Pagi cukup tenang di sebuah perumahan di daerah Panjer, Denpasar selatan pada akhir Agustus 2020 lalu. Rumah-rumah terlihat berpenghuni walaupun saat itu hari kerja. Bagi sebagian warga perkotaan, pandemi COVID-19 membuat hari kerja tiada terasa beda dengan akhir pekan. Pekerja yang biasa berjibaku di kantor kini menghabiskan lebih banyak waktu di rumah.
Begitu pula anak-anak sekolah, seperti Keenan. Bersama ayahnya, murid berusia tujuh tahun itu duduk bersebelahan di bale bengong, menyaksikan layar ponsel dengan saksama. Mereka menyimak sebuah video di YouTube menampilkan gerakan lincah seorang pemuda berbaju hijau neon.
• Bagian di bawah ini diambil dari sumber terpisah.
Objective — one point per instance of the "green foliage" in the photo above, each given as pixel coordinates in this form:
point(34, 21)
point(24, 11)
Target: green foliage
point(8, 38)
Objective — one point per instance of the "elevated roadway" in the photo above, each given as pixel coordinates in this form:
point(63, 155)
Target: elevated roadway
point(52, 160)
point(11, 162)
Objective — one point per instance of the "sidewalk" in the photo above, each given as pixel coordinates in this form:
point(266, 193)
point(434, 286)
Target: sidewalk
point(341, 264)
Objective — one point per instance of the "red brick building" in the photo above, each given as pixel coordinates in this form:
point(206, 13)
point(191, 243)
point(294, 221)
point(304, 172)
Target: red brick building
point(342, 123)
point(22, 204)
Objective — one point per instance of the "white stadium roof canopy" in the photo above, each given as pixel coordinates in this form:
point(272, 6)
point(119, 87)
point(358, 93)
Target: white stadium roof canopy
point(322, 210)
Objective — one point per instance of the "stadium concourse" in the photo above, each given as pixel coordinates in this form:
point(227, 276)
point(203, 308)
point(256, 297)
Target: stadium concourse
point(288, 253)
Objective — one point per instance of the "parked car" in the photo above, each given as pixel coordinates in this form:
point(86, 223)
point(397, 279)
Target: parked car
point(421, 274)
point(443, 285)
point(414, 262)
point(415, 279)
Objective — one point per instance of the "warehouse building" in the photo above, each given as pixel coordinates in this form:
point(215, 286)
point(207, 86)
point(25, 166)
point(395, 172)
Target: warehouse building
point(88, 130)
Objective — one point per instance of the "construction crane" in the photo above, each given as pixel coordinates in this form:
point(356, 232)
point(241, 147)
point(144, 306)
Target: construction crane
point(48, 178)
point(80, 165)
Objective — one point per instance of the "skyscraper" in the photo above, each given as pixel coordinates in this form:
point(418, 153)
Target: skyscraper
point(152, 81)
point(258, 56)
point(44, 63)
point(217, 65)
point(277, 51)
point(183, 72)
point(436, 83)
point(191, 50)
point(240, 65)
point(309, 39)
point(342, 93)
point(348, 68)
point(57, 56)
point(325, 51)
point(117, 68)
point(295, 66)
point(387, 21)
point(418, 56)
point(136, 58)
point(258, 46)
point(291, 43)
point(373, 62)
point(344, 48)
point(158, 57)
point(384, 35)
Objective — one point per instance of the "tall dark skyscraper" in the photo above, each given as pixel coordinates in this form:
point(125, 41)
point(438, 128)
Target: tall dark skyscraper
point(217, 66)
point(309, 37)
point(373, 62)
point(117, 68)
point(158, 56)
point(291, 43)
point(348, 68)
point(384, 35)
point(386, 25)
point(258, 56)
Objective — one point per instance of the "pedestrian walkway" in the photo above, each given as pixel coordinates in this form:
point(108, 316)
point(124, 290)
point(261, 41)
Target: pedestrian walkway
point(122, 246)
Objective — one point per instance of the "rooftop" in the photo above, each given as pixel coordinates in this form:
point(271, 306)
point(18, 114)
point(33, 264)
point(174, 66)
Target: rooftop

Keenan kemudian berjalan ke depan rumah bersama kakeknya. Dia memungut beberapa butir batu dan mengumpulkannya dalam genggaman. Perlahan ia meletakkan batu-batu tersebut di satu titik di terasnya. Dengan lincah ia lalu berlari memindahkan batu tersebut satu per satu. Dari sisi satu ke yang lain, persis apa yang ditampilkan dalam video yang ia saksikan. Sang ayah pun membantu mengarahkannya sambil merekam gerakan tersebut menggunakan ponsel.
Pagi itu, siswa kelas 2 di sekolah dasar swasta di kawasan Denpasar Selatan tersebut sedang mengerjakan tugas mata pelajaran olahraga. Dengan wajah semringah, ia melihat sang ayah membantu mengirimkan video tersebut ke gurunya melalui surat elektronik. Satu tugas rampung sudah, tetapi dua tugas lain masih menunggu untuk dikerjakan. Keenan, dengan tetap didampingi oleh sang ayah, berusaha mengerjakan tugas selanjutnya.
Ayah Keenan, Indra (35), adalah seorang karyawan bagian penjualan dan pemasaran (sales and marketing) sebuah hotel di area Nusa Dua. Sebagai pekerja pariwisata, dia turut terkena dampak pandemi COVID-19 sejak Januari 2020. “Okupansi kami sudah benar-benar drop di Maret sehingga kami saat itu diminta mengambil cuti, karena pengeluaran terbesar di hotel adalah gaji karyawan,” ujar Indra. Ia dan karyawan lain pun dipaksa mengambil cuti hingga melebihi 12 hari. Jumlah maksimum hari cuti yang bisa diambil dalam satu tahun.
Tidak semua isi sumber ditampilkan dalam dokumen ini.